Innosight selects DBS among global strategic transformation leaders
Strategy consultancy Innosight has named DBS Bank among its global Transformation 20 list – a study of the world’s most transformative companies.
Innosight – a strategy and innovation consultancy under the umbrella of global professional services firm Huron – has adjudged Singapore’s DBS as an exemplar of strategic transformation, naming the bank among a list of twenty S&P 500 and Global 2000 businesses which have achieved the highest-impact business transformations over the past decade. Meanwhile, local telecommunications giant Singtel only narrowly missed the final cut.
To arrive at their final list – headed by Netflix, Adobe and Amazon – the analysts from Innosight and a team of independent judges looked at three key metrics; new growth – how successful the companies had been at creating new growth areas such as products, services, and markets; repositioning – how effectively they had adapted their traditional cores in the face of disruption; and financials; have they performed financially or achieved successful turnarounds.
“What businesses are doing here is fundamentally changing in form or substance,” the firm states, quoting the book Dual Transformation authored by Innosight Asia-Pacific Managing Director Scott Anthony together with co-founder Mark Johnson and advisor Clark Gilbert. “A piece, if not the essence, of the old remains, but what emerges is clearly different in material ways. It is a liquid becoming a gas. Lead turning into gold. A caterpillar becoming a butterfly.”For DBS’ part, which has achieved revenue growth of almost 40 percent from 2013 to 2018, with revenues now closing in on the $10 billion mark, Innosight notes the bank’s transformation from a regional entity to a to a global digital platform company – last year named the ‘World’s Best Bank’ by Global Finance Magazine, the first from Asia to achieve the feat.
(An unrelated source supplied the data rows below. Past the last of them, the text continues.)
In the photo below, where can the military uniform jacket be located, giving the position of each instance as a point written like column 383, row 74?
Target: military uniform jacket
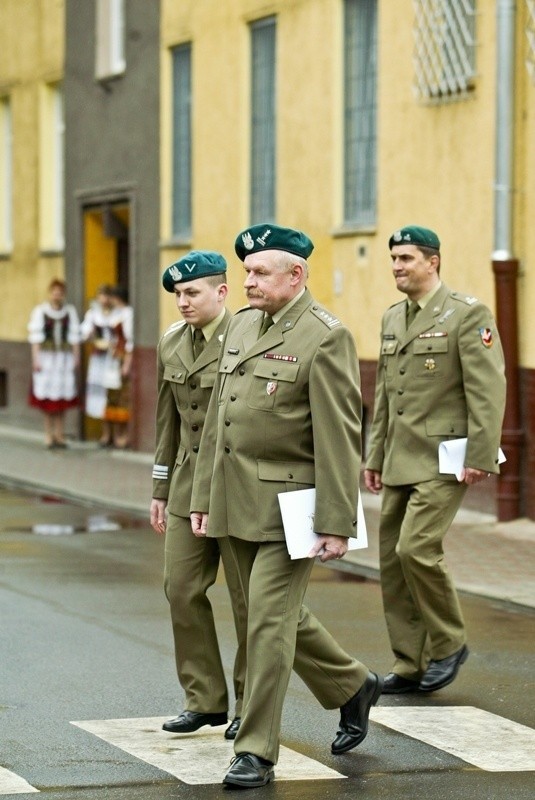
column 285, row 415
column 443, row 379
column 184, row 389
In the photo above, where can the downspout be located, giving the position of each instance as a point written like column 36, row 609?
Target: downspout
column 504, row 265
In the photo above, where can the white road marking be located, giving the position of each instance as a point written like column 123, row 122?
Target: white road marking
column 14, row 784
column 197, row 758
column 485, row 740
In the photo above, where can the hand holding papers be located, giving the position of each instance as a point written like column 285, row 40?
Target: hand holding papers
column 451, row 456
column 297, row 509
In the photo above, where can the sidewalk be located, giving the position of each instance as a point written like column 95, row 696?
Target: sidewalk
column 486, row 558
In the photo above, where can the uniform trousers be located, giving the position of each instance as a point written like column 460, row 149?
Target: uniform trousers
column 422, row 609
column 191, row 566
column 281, row 634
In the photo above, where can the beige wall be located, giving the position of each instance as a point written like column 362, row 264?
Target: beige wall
column 435, row 162
column 31, row 55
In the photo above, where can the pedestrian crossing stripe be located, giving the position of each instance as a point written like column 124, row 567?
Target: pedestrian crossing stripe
column 487, row 741
column 14, row 784
column 202, row 757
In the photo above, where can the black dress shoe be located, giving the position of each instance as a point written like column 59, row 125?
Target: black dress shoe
column 190, row 721
column 441, row 673
column 233, row 728
column 354, row 715
column 248, row 771
column 395, row 684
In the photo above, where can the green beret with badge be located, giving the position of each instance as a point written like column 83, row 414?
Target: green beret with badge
column 272, row 237
column 415, row 234
column 196, row 264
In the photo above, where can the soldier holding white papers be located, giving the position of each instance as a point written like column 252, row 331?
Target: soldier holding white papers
column 285, row 415
column 440, row 376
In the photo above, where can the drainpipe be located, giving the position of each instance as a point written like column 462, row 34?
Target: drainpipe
column 504, row 265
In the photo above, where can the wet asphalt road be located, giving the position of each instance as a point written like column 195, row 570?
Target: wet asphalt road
column 85, row 635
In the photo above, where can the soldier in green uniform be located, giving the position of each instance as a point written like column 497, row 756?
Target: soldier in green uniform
column 440, row 377
column 187, row 367
column 285, row 415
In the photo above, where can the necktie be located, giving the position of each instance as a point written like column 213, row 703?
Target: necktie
column 266, row 324
column 412, row 310
column 198, row 342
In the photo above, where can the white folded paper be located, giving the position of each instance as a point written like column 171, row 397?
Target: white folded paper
column 452, row 454
column 297, row 509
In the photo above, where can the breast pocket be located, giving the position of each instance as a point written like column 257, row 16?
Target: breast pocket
column 430, row 357
column 273, row 386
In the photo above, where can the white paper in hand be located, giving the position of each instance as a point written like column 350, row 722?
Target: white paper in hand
column 452, row 454
column 297, row 510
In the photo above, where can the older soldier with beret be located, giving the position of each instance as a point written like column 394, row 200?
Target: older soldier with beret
column 187, row 368
column 285, row 415
column 440, row 377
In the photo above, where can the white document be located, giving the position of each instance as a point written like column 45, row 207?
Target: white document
column 297, row 509
column 452, row 454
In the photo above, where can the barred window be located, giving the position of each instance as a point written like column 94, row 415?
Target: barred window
column 445, row 49
column 530, row 33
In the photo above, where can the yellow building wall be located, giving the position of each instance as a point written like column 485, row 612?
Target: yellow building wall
column 31, row 54
column 436, row 163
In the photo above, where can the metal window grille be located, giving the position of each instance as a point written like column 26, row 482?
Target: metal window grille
column 530, row 33
column 181, row 209
column 360, row 111
column 263, row 118
column 445, row 49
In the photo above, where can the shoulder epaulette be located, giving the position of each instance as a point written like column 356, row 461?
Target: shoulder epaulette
column 325, row 316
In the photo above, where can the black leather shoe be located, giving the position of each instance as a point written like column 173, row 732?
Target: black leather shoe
column 354, row 715
column 441, row 673
column 395, row 684
column 233, row 728
column 248, row 771
column 190, row 721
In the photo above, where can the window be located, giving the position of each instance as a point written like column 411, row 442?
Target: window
column 6, row 176
column 51, row 169
column 182, row 140
column 445, row 48
column 110, row 55
column 263, row 144
column 360, row 112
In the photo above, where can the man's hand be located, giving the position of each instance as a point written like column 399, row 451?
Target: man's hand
column 332, row 547
column 372, row 479
column 199, row 523
column 471, row 476
column 157, row 515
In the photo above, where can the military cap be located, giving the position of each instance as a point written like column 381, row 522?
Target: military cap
column 196, row 264
column 272, row 237
column 415, row 234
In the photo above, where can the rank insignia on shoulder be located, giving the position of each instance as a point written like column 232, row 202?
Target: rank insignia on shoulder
column 486, row 337
column 280, row 357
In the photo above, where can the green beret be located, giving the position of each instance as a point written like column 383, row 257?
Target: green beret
column 197, row 264
column 272, row 237
column 414, row 234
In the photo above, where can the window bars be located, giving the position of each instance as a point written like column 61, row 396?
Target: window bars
column 444, row 49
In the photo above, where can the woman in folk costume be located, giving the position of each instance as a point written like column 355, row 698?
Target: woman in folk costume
column 117, row 412
column 54, row 335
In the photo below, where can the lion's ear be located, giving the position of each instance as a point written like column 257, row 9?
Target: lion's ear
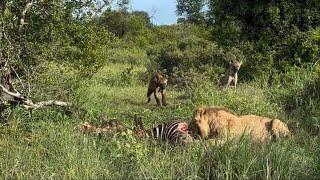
column 201, row 111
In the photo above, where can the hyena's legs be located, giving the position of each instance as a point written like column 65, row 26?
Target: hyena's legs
column 156, row 97
column 235, row 79
column 149, row 93
column 164, row 99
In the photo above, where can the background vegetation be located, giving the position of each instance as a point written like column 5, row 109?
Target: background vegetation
column 101, row 58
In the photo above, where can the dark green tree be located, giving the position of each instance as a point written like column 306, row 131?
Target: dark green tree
column 191, row 10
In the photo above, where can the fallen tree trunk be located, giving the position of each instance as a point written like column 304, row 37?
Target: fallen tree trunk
column 28, row 103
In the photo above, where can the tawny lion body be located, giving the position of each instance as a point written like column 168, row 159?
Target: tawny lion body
column 230, row 77
column 157, row 82
column 213, row 122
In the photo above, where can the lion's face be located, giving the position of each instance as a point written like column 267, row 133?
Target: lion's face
column 199, row 125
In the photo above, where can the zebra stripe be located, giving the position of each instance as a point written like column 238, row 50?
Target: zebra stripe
column 171, row 132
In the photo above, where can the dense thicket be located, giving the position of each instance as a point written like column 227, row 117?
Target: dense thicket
column 272, row 34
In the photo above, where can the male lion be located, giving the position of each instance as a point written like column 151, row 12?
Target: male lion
column 230, row 75
column 213, row 122
column 157, row 81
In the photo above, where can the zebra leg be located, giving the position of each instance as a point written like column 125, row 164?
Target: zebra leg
column 156, row 97
column 149, row 93
column 164, row 99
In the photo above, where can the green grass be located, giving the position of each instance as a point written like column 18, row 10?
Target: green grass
column 47, row 143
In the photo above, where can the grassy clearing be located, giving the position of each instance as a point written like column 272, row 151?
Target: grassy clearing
column 47, row 144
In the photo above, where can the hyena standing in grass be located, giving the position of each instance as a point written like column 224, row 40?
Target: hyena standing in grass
column 157, row 81
column 230, row 76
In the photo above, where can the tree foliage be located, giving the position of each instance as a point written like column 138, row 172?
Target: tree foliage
column 191, row 10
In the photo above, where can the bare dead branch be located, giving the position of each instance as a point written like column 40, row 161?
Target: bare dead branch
column 27, row 103
column 17, row 94
column 49, row 103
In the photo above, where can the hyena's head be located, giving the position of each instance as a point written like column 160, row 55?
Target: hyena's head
column 236, row 65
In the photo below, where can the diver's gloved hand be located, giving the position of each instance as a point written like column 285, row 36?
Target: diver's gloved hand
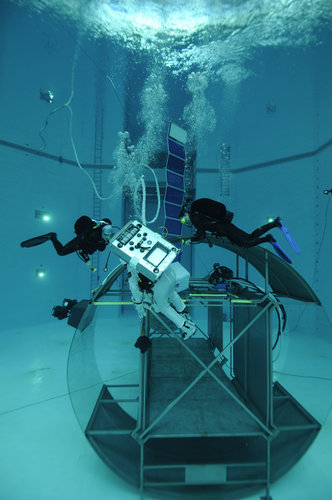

Notably, nearly half of DBS’s customer base now digital, compared to one third in just 2015.
“One of the keys to that success was not just going digital but opening up a digital platform that others can play on, taking part of the playbook from companies like Apple, Adobe and Amazon,” states Innosite. “DBS launched the world’s largest API protocol, where financial and retail partners can invisibly integrate DBS’s capabilities into their systems. By late 2018, DBS demonstrated that digital customers are at least twice as profitable as traditional customers.”
According to Innosight, the success of the bank’s transformation has been built on a “culture-based vision of becoming a 27,000-person startup”, a notion backed by DBS CEO Piyush Gupta, who has been at the helm since 2009; “A few years ago, in running the company, we started to act less like a bank and more like a tech company. That startup culture has infused the entire organisation from top to bottom, front to back, enabling us to truly reimagine banking.”
Alongside a trio of fintech firms, DBS was the only inclusion from the traditional banking sector. Gupta continued; “We are delighted that DBS continues to be recognised as being among the world’s best for our digital transformation. Conventional wisdom is that it is difficult for a legacy company to transform at scale. Our own journey has shown otherwise, and what has worked for us is attacking the core; making transformation mainstream by changing culture company-wide.”
Other Asian companies named by Innosight – which has offices in the US, Switzerland and Singapore and last year hooked up Australian consultancy Inventium via a strategic partnership – included Chinese giants Tencent, Alibaba, Ping An among the top ten, along with AIA Group at 18th and Japan’s Fujifilm in 17th. When the growth consultancy last conducted the exercise in 2017, no Asian-headquartered companies made the abbreviated top ten.